就這樣,第二天清晨時分,天空依舊被夜色籠罩著,連一絲曙光都未曾透露出來。她輕手輕腳地開始收拾起屬於我的那床鋪蓋,然而她這突如其來的舉動還是將我從睡夢中驚醒。
「幹嘛!?」
我略帶不滿和疑惑地質問道。
「噓——小點聲,千萬別讓其他人聽到。」
她壓低聲音,緊張兮兮地說,並迅速趴到我的身旁,手腳麻利地捆紮起我的鋪蓋來。
「咱們走吧,我在來時的路上,偶然發現了一個荒廢的獵人小屋,如果朝著南方一直走下去,應該很快就能到達那裡。」
她一邊忙碌著手中的動作,一邊小聲向我解釋道。
「你先冷靜一點好不好,咱們要是擅自脫離團隊,接下來可就要過上有了上頓沒下頓的日子啦,難道等著活活餓死嗎?」
我伸手拉住她的胳膊,試圖阻止她這種衝動的行為,但她根本不為所動,甚至頭也沒抬一下,沒過多久便將我的行李整理妥當裝進包裹。

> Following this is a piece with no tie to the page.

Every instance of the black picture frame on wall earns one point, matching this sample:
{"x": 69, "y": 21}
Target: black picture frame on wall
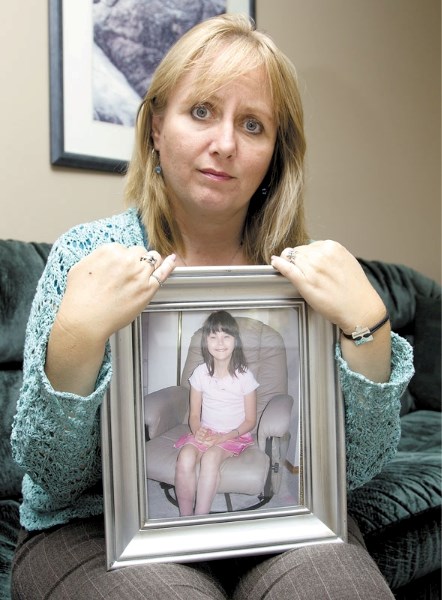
{"x": 80, "y": 135}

「我去把狗牽過來,你就在這兒老老實實待著,千萬不要亂跑啊。」
麗莎認真地叮囑完我之後,轉身向著拴狗的地方走去。令我感到十分意外的是,平日里那些一有點風吹草動就會汪汪亂叫個不停的雪橇狗們,此刻竟然異常安靜乖巧,任由麗莎順利地將它們一一套好雪橇。
此時,早晨的寒風依然帶著些許涼意,無情地吹拂著我們的臉龐。雪橇在地面的泥濘上緩緩滑行,發出輕微的嘎吱聲。我們兩人加上一群狗,就這樣快速地穿梭於茂密的叢林之中。
「熊爪,真的太感謝你能陪我一起了。」
不知何時,她忽然輕聲對我說道。可惜的是,困意正濃的我早已側身靠在一旁沉沉睡去,完全沒有聽到她這句滿懷感激的話語……
天色漸亮,叢林中的霧氣在晨光中緩緩消散。麗莎駕駛著雪橇,穿過一片又一片的樹林,直到陽光終於穿透樹梢,灑在兩人身上。我醒來時,發現自己靠在麗莎的肩膀上,她正專註地望著前方,眼神中透露出一絲堅定。
「醒了?」
麗莎察覺到我的動靜,輕聲問道。
我點了點頭,活動了一下有些僵硬的身體,看著四周陌生的環境,心中不禁有些迷茫。但很快,我調整了心態,畢竟,離開那個充滿陰霾的營地,對我來說也是一種解脫。
「我們現在去哪兒?」
我問。
「前面有個獵人小屋,那裡應該可以暫時歇腳。」
麗莎回答。
終於,在穿過一片密集的樹林后,一座破舊的獵人小屋出現在我們眼前。小屋周圍是一片開闊地,陽光照在雪地上,反射出耀眼的光芒。
我們停下了雪橇,一起將行李搬進小屋。屋內雖然簡陋,但足以遮風避雨。麗莎迅速生起了火堆,火光碟機散了屋內的寒氣。
「接下來怎麼辦?」
我坐在火堆旁,問麗莎。
她沉思了一會兒,然後說:
「我們需要找到一種可持續的生活方式。這裡雖然荒涼,但資源豐富,你可以繼續狩獵,而我可以通過採集和種植來維持生活。只要我們努力,一定能在這裡生存下去。」
我看著她堅定的眼神,心中不禁湧起一股暖流。在這個世界上,能找到一個願意與自己共患難的人,實屬不易。
接下來的日子裡,我負責狩獵,而麗莎則負責採集和種植。她在小屋附近開墾了一小塊土地,種植了一些耐寒的植物,還學會了如何利用叢林中的植物製作食物和草藥。雖然生活艱苦,但每當夜晚來臨,我們圍坐在火堆旁,分享著一天的收穫,那種滿足感是以前從未有過的。
時間在叢林中悄然流逝,我們彷彿與世隔絕。然而,那個被遺棄的營地,那些曾經的同伴,始終如同一道陰影,揮之不去。我知道,我們終究還是要面對那些過去的。
一天,當我們正在整理採集的植物時,一陣急促的馬蹄聲打破了叢林的寧靜。我抬起頭,看到一隊人馬正朝我們的小屋趕來。麗莎緊張地握住了我的手,我們彼此對視,眼中都閃過一絲不安。